Comunista até o último fio do cabelo, Oscar Niemeyer não usava discriminar clientes de acordo com suas convicções políticas e ideológicas. Deu de presente ao PC francês o projeto de sua imponente sede parisiense ao mesmo tempo que tirava da prancheta, em 1967, o desenho do piedoso Centro Espiritual dos Dominicanos, em Sainte Baume, região do Rhône, também na França. E é o Itaú Cultural, em São Paulo, que recepciona agora, em mais de 300 obras, plantas, croquis, desenhos, filmes, fotos, a mais ambiciosa exposição sobre o Niemeyer clássico e também o Niemeyer inédito, aquele que – como no caso do complexo dominicano na França – nunca saiu do papel.

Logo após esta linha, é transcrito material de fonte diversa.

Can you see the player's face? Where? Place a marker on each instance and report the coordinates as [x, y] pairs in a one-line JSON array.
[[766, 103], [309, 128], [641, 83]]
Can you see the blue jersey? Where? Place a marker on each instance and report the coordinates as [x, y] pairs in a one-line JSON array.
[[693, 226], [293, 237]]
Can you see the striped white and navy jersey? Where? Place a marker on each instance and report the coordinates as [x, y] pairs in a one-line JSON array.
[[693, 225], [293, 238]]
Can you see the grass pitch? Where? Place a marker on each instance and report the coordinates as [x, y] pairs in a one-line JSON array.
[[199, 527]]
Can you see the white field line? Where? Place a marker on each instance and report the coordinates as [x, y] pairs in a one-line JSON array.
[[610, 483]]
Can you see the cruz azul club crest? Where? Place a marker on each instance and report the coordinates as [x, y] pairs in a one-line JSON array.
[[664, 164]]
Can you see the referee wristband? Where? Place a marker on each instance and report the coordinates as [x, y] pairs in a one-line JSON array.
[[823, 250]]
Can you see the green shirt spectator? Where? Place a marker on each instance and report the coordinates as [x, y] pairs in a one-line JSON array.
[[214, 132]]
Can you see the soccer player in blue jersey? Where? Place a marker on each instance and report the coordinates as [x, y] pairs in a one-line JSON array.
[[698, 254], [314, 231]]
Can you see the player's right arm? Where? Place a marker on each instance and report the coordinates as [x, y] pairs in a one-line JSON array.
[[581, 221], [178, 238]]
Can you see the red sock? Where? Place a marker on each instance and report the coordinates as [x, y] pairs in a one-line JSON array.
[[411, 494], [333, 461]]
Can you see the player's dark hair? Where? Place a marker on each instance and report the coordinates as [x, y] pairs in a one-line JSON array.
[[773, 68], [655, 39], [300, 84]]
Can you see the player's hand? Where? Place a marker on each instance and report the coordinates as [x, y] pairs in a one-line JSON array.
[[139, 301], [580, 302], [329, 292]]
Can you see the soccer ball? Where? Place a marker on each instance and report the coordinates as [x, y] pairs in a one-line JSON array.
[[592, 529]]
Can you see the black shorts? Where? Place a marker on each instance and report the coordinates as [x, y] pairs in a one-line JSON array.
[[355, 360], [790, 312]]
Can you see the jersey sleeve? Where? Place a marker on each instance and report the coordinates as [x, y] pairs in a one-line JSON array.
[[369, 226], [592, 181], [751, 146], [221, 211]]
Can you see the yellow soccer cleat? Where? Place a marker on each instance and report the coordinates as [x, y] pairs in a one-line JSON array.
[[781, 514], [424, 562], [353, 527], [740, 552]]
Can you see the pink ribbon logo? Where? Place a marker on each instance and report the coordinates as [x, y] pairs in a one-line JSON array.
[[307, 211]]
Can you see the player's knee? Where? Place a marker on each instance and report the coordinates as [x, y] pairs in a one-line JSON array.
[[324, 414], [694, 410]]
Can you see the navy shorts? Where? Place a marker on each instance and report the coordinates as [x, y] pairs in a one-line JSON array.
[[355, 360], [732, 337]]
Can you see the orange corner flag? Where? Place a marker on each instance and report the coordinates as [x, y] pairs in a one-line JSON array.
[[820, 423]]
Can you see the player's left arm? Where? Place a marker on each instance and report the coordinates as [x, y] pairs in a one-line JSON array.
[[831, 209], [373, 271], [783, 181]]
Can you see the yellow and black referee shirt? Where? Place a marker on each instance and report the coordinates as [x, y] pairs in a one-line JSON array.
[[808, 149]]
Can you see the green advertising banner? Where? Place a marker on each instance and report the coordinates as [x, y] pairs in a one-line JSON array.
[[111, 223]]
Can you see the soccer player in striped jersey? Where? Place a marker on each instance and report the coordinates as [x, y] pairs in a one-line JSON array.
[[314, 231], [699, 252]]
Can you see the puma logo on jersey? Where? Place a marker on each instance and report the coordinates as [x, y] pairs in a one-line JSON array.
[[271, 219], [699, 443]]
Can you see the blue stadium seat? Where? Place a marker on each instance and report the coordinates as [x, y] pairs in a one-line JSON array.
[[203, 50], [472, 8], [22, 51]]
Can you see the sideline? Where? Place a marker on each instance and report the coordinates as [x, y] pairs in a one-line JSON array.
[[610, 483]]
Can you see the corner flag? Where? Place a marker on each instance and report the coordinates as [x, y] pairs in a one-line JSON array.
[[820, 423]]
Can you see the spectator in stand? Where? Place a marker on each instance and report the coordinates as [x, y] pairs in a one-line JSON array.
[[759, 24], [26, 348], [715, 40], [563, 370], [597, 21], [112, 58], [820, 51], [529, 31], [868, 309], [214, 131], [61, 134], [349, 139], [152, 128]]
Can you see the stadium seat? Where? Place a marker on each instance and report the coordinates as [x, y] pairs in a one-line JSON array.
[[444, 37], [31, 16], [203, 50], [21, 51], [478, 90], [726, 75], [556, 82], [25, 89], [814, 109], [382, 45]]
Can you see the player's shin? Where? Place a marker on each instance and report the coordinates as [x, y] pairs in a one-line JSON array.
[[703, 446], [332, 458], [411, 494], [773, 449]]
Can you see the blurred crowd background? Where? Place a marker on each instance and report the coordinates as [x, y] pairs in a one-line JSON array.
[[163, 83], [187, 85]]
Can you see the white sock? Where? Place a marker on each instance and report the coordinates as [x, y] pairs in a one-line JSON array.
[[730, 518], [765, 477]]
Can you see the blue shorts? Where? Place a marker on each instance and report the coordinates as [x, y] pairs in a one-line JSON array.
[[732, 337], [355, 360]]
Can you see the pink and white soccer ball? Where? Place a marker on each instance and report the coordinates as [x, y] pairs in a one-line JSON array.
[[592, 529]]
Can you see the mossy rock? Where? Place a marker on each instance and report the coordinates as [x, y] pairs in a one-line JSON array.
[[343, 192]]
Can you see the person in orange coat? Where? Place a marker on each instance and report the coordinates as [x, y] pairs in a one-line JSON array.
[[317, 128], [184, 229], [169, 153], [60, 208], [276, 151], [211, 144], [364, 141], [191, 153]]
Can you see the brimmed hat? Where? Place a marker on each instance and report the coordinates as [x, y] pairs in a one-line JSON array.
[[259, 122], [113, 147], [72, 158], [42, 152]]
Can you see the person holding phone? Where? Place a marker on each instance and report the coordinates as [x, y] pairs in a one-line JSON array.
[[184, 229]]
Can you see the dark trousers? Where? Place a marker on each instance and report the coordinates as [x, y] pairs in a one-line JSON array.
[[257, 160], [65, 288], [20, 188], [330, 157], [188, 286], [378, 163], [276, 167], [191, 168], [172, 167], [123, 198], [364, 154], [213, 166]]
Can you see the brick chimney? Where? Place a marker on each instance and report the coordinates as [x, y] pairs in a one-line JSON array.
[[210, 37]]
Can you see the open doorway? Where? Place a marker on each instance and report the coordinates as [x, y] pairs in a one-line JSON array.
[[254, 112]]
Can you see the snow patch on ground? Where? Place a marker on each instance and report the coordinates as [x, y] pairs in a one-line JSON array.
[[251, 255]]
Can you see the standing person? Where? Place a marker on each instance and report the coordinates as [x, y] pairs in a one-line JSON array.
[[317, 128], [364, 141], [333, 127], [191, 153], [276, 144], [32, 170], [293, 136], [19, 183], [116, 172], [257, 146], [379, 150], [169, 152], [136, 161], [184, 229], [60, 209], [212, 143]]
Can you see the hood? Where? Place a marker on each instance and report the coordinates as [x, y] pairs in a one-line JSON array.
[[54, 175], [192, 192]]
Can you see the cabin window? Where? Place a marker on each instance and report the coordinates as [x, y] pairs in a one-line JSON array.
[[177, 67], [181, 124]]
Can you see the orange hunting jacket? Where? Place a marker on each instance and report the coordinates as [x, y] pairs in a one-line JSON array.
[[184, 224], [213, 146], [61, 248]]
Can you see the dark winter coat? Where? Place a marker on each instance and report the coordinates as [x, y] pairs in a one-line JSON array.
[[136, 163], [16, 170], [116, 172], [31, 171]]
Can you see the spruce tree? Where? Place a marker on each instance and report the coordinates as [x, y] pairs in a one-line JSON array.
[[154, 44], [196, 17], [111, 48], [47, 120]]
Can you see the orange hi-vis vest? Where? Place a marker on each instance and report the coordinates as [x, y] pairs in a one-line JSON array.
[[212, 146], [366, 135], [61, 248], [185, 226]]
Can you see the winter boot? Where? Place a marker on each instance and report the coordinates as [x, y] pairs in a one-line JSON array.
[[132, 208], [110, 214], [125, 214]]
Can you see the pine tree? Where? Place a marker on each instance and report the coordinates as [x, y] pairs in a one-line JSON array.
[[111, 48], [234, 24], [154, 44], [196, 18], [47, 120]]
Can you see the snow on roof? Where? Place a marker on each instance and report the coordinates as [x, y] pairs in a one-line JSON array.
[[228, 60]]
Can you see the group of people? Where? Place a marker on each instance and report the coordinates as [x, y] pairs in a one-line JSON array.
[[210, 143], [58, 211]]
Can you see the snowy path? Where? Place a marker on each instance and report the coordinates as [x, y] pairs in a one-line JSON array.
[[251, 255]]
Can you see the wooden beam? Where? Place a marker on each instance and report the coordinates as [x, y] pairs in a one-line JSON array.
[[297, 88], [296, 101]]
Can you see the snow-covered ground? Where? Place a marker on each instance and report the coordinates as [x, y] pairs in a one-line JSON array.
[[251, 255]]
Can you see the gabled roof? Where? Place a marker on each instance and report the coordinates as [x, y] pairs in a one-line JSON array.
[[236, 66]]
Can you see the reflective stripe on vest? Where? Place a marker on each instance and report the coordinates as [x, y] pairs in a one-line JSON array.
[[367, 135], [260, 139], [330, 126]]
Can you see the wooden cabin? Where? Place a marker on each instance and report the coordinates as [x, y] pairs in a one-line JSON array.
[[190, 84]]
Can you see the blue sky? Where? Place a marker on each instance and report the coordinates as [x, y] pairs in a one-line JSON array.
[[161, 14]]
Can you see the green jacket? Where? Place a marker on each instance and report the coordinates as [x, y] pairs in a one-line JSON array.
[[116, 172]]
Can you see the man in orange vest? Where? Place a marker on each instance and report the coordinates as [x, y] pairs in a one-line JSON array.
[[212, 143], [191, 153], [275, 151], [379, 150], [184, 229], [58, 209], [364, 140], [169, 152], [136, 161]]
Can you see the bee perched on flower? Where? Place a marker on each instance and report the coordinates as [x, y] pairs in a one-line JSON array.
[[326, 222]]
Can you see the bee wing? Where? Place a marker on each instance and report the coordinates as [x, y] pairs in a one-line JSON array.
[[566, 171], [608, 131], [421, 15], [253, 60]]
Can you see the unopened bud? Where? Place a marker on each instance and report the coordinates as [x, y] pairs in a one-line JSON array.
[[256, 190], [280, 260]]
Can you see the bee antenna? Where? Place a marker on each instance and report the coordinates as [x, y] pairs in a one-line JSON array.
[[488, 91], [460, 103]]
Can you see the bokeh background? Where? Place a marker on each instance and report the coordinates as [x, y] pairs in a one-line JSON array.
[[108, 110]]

“Esta é a originalidade da mostra”, ressalta o curador Lauro Cavalcanti. Uma cidade planejada no Deserto de Negev, em Israel (1964). O Centro de Música do Rio (1968). A monumental sede da Cia. Energética de São Paulo (1979). A ampliação do Jockey Club do Rio (1973-1976). O prédio da Fundação Zumbi dos Palmares, em São Paulo (1988). As estruturas invariavelmente curvilíneas traçadas pelo talento do arquiteto em vários casos deixaram de se materializar em concreto e aço. Mas a sua memória está viva, graças ao acervo reunido nos três andares do Itaú Cultural até 27 de julho (www.itaucultural.org.br).